Sánchez at the European Council this Thursday in Brussels.
01/07/2025
2 min

1. Negligence. President Sánchez says, in response to Santos Cerdán's pretrial detention: "The PSOE has acted decisively from the very beginning." The person Sánchez entrusted with the renewal of the PSOE, convinced it was the best way to put his house in order and for other ingenious tasks such as his relationship with President Puigdemont, had been up to his old tricks for years, apparently without the president suspecting anything. Meanwhile, the figure's prominence only grew, stirring the pot.

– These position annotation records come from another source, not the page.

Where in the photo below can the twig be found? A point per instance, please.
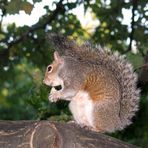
(59, 8)
(131, 36)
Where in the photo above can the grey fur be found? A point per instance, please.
(113, 62)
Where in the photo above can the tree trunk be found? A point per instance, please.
(46, 134)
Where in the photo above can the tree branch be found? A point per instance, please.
(43, 134)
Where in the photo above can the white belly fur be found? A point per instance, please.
(81, 107)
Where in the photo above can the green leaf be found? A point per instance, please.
(15, 6)
(35, 1)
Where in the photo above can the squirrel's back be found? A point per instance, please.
(119, 81)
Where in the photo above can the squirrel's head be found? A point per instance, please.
(51, 75)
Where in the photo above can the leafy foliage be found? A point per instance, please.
(25, 53)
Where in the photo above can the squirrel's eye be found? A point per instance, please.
(49, 68)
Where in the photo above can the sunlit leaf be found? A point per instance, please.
(15, 6)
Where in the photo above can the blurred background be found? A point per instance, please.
(121, 25)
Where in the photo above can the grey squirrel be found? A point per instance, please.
(100, 85)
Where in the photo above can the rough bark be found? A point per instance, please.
(46, 134)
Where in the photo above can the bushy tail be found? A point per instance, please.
(114, 62)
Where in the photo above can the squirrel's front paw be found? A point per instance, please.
(54, 97)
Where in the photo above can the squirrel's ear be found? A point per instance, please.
(57, 57)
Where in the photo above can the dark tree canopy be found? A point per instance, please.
(25, 52)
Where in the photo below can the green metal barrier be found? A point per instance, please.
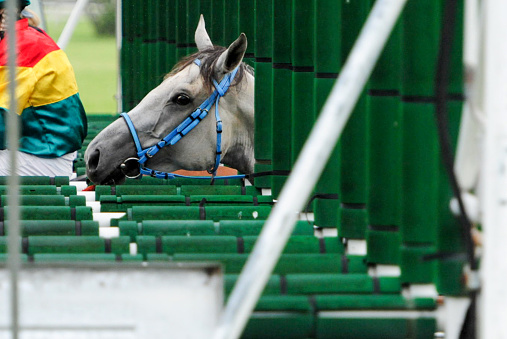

The "conclusive" reaction against Santos Cerdán has certainly been belated. A figure about whom so many things are becoming known in the area of corruption and abuse of power did and undid in the shadows without either the party, the government apparatus, or the president himself ever suspecting anything? It's disturbing. In the many hours of conversation they must have had, did he never notice this sexist shamelessness, this way of viewing women as objects at his disposal, the main theme of the miserable recorded conversations? The vast majority of reactions from both right and left: even if it were true that he knew nothing, Pedro Sánchez should resign and call elections, a demand cloaked in political morality. Everyone: it legitimizes itself as a moral gesture and avoids entering into more complex registers. 2. Persistence. And yet, for now—and I hope it lasts the time between writing and publishing that article—Pedro Sánchez is doing the opposite. He's not leaving. Rutte, NATO Secretary General, is handing the European Union over to Trump's comings and goings without any resistance; Sánchez is the only one who dares to stand up to him. Against feminism, against integration and social assistance policies, and against national plurality—he's making headway, consciously nurturing a doubt: is he leaving—how could that be perfectly coherent, given the huge confusion that has him trapped—or is he continuing to look to the future? The eve of a change, and it's only a matter of timing. The PP is doing it because of the noise. Ideas are in the drawer; alternation—there has usually been a well-crafted political project on the launch pad (and that's how González and Aznar arrived in their time). The electorate—the one that decides the alternations—could reconsider. Sánchez's persistence is not trivial.